Cette première expérience de couchsurfing a été une réussite. Pamela et son énorme chien/ours nous attendaient avec le repas quasi prêt et Balto le chien foufou de 1an et de 70kg qui attendait pour sortir en ballade. Toute une épreuve de le suivre dans le quartier, lui qui faisait coucou à tous les chiens du quartier (et y en a un certain nombre au Chili), lui qui surprend par sa taille imposante et qui fait peur même aux adultes.
Après une bonne nuit, nous quittons Punta Arenas avec les saccoches pleine d'habits propres et de nourriture. Nous roulons les 2 dernières heures du jour jusqu'à un abri trouvé sur iOverlander. Il s'agit de maisons abandonnées à côté de la route. Après une visite du squat, nous préférons planter la tente dehors à l'abri du vent dominant qui est déjà bien présent.
Le lendemain, il est toujours là et encore plus fort. En résumé, 23km, 17km épuisants en poussant et 6 pédalables. Ce soir là, on profitera encore de la générosité des estancias Patagoniennes. Ca souffle à plus de 100km/h et sur les conseils du fermier, nous déciderons de partir au lever du soleil le lendemain.
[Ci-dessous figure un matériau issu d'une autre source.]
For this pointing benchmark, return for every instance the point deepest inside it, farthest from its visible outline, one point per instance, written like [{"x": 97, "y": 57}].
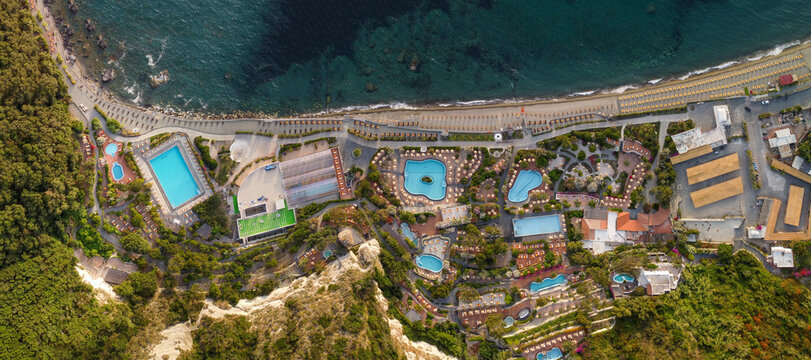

6h30 pétante, nous sommes sur nos brooks pour une étape bien plus sympa que la veille. Nous recontrons toutefois des vestiges de l'ère Pinochet un mouton qui n'a pas vu le coiffeur depuis quelques années.
73km et une bonne Milanesa plus tard (sandwich à base de steak pané, salade et fromage), nous découvrons le vrai vent Patagonien, jusqu'à présent c'était les alizés. Là, on ne peut même plus pousser le vélo et nous sommes au milieu de la pampa sans abri possible ni évidemment la possibilité de monter la tente. Ce même jour à quelques kms il y avait des rafales à 196km/h.
A contre cœur, après 3h de lutte, on fait notre premier stop du voyage et nous remercions Max pour les 15km parcourus dans son pickup.
Même si la proposition d'aller avec lui jusqu'à Puerto Natales est alléchante, nous restons sur notre objectif du jour, el refugio para ciclistas en face du poste de police de Morro Chico. Rebeca, l'héroïne du jour que nous avons rencontré à la pause du midi arrive, elle, sur son vélo. Nous lui faisons une hola. Elle épate tout le refuge qui aujourd'hui est rempli de 10 cyclos dont 7 en sens inverse qui ont profité du vent dans le dos et un dernier qui a fait les 100km en 3h30.
Nous passons une nuitée à surveiller les murs en carton de notre refuge qui tremblent sous le vent. Le lendemain ça souffle toujours mais la police nous indique que ça baissera en cours de journée. En début d'après midi, nous partons avec une première partie bien physique et peu de km/h pour arriver sous la pluie mais sans vent faire un campement près d'une lagune qui nous offrira un beau lever de soleil.
Nous repartons pour les derniers 50kms jusqu'à Puerto Natales sans trop de vent mais bien arrosés. Nous savourons la chaleur du poêle à bois et la douche chaude de notre Hostal Camping Rio Tyndal.